Returns: A list of model parameters.
- set_parameters(parameters: List[ndarray])
Set the model parameters.
This method safety checks the dimensionality of the new parameters.
- Parameters:
parameters – the new model parameters.
- class scnn.models.NonConvexReLU(d: int, p: int, c: int = 1, bias: bool = False)
Convex reformulation of a ReLU Network with two-layers.

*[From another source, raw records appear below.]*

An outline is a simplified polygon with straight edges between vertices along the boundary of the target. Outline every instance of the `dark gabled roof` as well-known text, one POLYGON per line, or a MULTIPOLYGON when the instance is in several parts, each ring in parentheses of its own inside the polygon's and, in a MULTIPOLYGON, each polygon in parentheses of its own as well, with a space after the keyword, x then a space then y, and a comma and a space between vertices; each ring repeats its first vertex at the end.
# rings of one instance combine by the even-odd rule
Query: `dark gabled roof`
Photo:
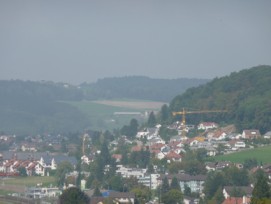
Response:
POLYGON ((253 188, 251 186, 225 186, 224 189, 230 195, 237 190, 249 196, 252 195, 253 191, 253 188))
POLYGON ((28 159, 39 160, 41 157, 47 154, 48 154, 47 152, 11 152, 11 151, 2 152, 4 160, 10 160, 15 156, 18 160, 28 160, 28 159))
POLYGON ((66 156, 66 155, 55 155, 52 156, 55 159, 56 164, 59 164, 63 161, 67 161, 70 162, 72 165, 76 165, 77 164, 77 160, 75 157, 71 157, 71 156, 66 156))

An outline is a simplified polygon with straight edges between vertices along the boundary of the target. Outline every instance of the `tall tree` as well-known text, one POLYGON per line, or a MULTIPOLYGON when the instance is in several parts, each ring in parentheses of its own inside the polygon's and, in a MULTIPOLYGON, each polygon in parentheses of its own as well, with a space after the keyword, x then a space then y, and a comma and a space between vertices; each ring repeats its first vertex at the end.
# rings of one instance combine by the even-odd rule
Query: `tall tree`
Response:
POLYGON ((183 194, 179 190, 172 189, 162 196, 162 201, 165 204, 183 203, 183 194))
POLYGON ((61 162, 56 169, 56 179, 58 186, 63 186, 65 182, 65 175, 73 170, 73 166, 70 162, 63 161, 61 162))
POLYGON ((132 189, 135 194, 135 204, 145 204, 151 197, 151 190, 146 186, 140 186, 132 189))
POLYGON ((76 187, 68 188, 59 197, 60 204, 88 204, 89 200, 89 197, 76 187))
POLYGON ((213 203, 223 203, 224 200, 225 200, 225 197, 223 195, 222 187, 220 186, 215 192, 215 195, 212 198, 211 202, 213 201, 213 203))
POLYGON ((187 185, 184 184, 184 190, 183 190, 184 195, 186 196, 191 196, 191 188, 187 185))
POLYGON ((228 167, 224 170, 228 185, 246 186, 249 184, 248 172, 237 167, 228 167))
POLYGON ((102 196, 102 193, 101 193, 100 189, 98 188, 98 186, 95 187, 94 192, 93 192, 93 196, 102 196))
POLYGON ((103 160, 104 165, 109 164, 111 162, 111 157, 110 157, 110 153, 109 153, 106 141, 104 141, 102 144, 100 158, 103 160))
POLYGON ((154 127, 156 125, 156 118, 153 111, 149 115, 147 124, 148 124, 148 127, 154 127))
POLYGON ((270 187, 268 185, 268 178, 264 175, 264 172, 262 170, 259 170, 257 177, 257 182, 255 184, 255 187, 252 191, 252 200, 251 203, 255 204, 258 203, 259 200, 264 198, 270 198, 270 187))
POLYGON ((136 134, 137 134, 137 131, 138 131, 138 122, 137 122, 137 120, 136 119, 132 119, 131 121, 130 121, 130 130, 131 130, 131 135, 130 135, 130 137, 135 137, 136 136, 136 134))
POLYGON ((171 181, 171 184, 170 184, 170 189, 181 190, 178 179, 175 176, 172 178, 172 181, 171 181))
POLYGON ((165 176, 162 180, 161 193, 164 194, 169 191, 168 178, 165 176))
POLYGON ((164 104, 160 112, 160 121, 162 124, 165 124, 169 122, 169 118, 170 118, 170 110, 168 108, 168 105, 164 104))
POLYGON ((206 199, 211 199, 217 189, 225 184, 225 176, 223 172, 210 172, 204 184, 203 192, 206 199))

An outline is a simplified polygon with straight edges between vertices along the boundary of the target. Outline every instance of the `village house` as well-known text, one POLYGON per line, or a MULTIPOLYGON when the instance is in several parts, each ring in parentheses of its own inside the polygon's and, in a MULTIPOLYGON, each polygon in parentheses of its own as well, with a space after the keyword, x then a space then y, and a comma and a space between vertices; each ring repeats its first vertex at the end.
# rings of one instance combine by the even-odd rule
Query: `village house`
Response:
POLYGON ((259 130, 243 130, 242 138, 244 139, 258 139, 261 137, 261 133, 259 130))
POLYGON ((27 188, 25 192, 25 197, 27 198, 52 198, 52 197, 58 197, 61 195, 61 190, 57 187, 31 187, 27 188))
POLYGON ((208 140, 216 140, 216 141, 225 140, 226 136, 227 136, 227 133, 225 133, 222 130, 217 130, 217 131, 209 132, 207 134, 208 140))
POLYGON ((121 154, 113 154, 112 158, 115 159, 117 163, 119 163, 122 159, 122 155, 121 154))
POLYGON ((234 196, 234 193, 239 192, 242 196, 252 197, 253 188, 251 186, 225 186, 223 188, 224 197, 230 198, 234 196))
POLYGON ((155 190, 158 185, 158 178, 160 177, 160 174, 146 174, 143 177, 138 178, 138 183, 143 184, 144 186, 149 187, 152 190, 155 190))
POLYGON ((223 201, 222 204, 249 204, 250 198, 243 196, 243 197, 229 197, 223 201))
POLYGON ((233 139, 228 141, 228 143, 226 144, 226 147, 230 150, 230 151, 237 151, 241 148, 245 148, 246 147, 246 143, 242 140, 239 139, 233 139))
POLYGON ((181 142, 183 140, 183 137, 180 135, 172 136, 169 140, 169 142, 181 142))
POLYGON ((153 137, 147 142, 147 146, 151 146, 154 144, 166 144, 166 142, 161 137, 153 137))
POLYGON ((120 174, 123 178, 140 178, 144 177, 147 169, 139 169, 139 168, 128 168, 123 165, 117 165, 116 173, 120 174))
POLYGON ((174 177, 177 178, 180 187, 184 190, 185 185, 191 189, 192 193, 202 193, 204 188, 204 182, 207 178, 206 175, 189 175, 189 174, 169 174, 161 175, 159 178, 159 183, 162 183, 162 180, 167 177, 169 183, 172 182, 174 177))
POLYGON ((136 135, 136 138, 146 138, 147 140, 150 140, 157 136, 159 136, 159 126, 154 128, 146 128, 142 131, 139 131, 136 135))
POLYGON ((214 122, 202 122, 198 125, 198 130, 209 130, 218 128, 218 124, 214 122))
POLYGON ((170 161, 177 161, 181 162, 182 161, 182 156, 180 154, 177 154, 175 151, 171 150, 169 153, 166 154, 165 156, 166 159, 168 159, 168 162, 170 161))
POLYGON ((33 143, 24 143, 21 145, 21 150, 23 152, 37 152, 36 145, 33 143))
POLYGON ((271 139, 271 131, 265 133, 265 134, 263 135, 263 138, 265 138, 265 139, 271 139))
POLYGON ((70 162, 73 167, 77 161, 75 157, 66 155, 50 155, 49 153, 34 152, 2 152, 0 171, 2 173, 18 173, 19 168, 25 168, 28 176, 46 176, 46 170, 55 170, 63 161, 70 162))

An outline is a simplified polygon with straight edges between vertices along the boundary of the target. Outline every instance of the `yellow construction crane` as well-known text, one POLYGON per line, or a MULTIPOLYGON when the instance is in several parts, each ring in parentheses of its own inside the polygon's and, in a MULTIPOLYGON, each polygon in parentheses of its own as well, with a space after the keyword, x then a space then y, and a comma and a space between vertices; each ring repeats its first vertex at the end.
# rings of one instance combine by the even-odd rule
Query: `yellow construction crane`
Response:
POLYGON ((172 112, 173 116, 182 115, 182 125, 185 126, 186 123, 186 114, 200 114, 200 113, 223 113, 227 112, 226 110, 199 110, 199 111, 187 111, 183 108, 182 111, 172 112))

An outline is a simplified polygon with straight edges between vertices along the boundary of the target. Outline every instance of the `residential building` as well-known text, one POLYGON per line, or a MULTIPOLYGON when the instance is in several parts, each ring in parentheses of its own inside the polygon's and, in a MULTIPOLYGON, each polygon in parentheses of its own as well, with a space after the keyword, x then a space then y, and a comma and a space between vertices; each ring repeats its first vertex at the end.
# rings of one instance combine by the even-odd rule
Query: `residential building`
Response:
POLYGON ((261 137, 259 130, 243 130, 242 138, 244 139, 257 139, 261 137))
POLYGON ((161 175, 159 178, 159 183, 162 183, 162 180, 164 177, 168 178, 169 183, 171 183, 172 179, 174 177, 177 178, 180 187, 182 191, 184 190, 185 185, 191 189, 192 193, 202 193, 203 192, 203 187, 204 187, 204 182, 207 178, 206 175, 189 175, 189 174, 169 174, 169 175, 161 175))
POLYGON ((152 190, 155 190, 158 185, 158 178, 160 177, 160 174, 147 174, 143 177, 138 178, 138 183, 143 184, 144 186, 149 187, 152 190))
POLYGON ((144 177, 147 169, 139 169, 139 168, 127 168, 123 165, 117 165, 116 173, 120 174, 123 178, 140 178, 144 177))
POLYGON ((198 125, 198 130, 209 130, 218 128, 218 124, 214 122, 203 122, 198 125))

This model has the prediction function
\[h(X) = \sum_{i=1}^p (X W_{1i}^{\top})_+ \cdot W_{2i}^{\top},\]- c
the output dimension.
- Type:
int
- d
the input dimension.
- Type:
int
- p
the number of neurons.
- Type:
int
- bias
whether or not the model uses a bias term.
- Type:
bool
- parameters
the parameters of the model stored as a list of matrices with shapes: [(p x d), (c x p)]
- Type:
List[numpy.ndarray]
- get_parameters() List[ndarray]
Get the model parameters.
Returns: list of model parameters.
- set_parameters(parameters: List[ndarray])
Set the model parameters.
This method safety checks the dimensionality of the new parameters.
- Parameters:
parameters – the new model parameters.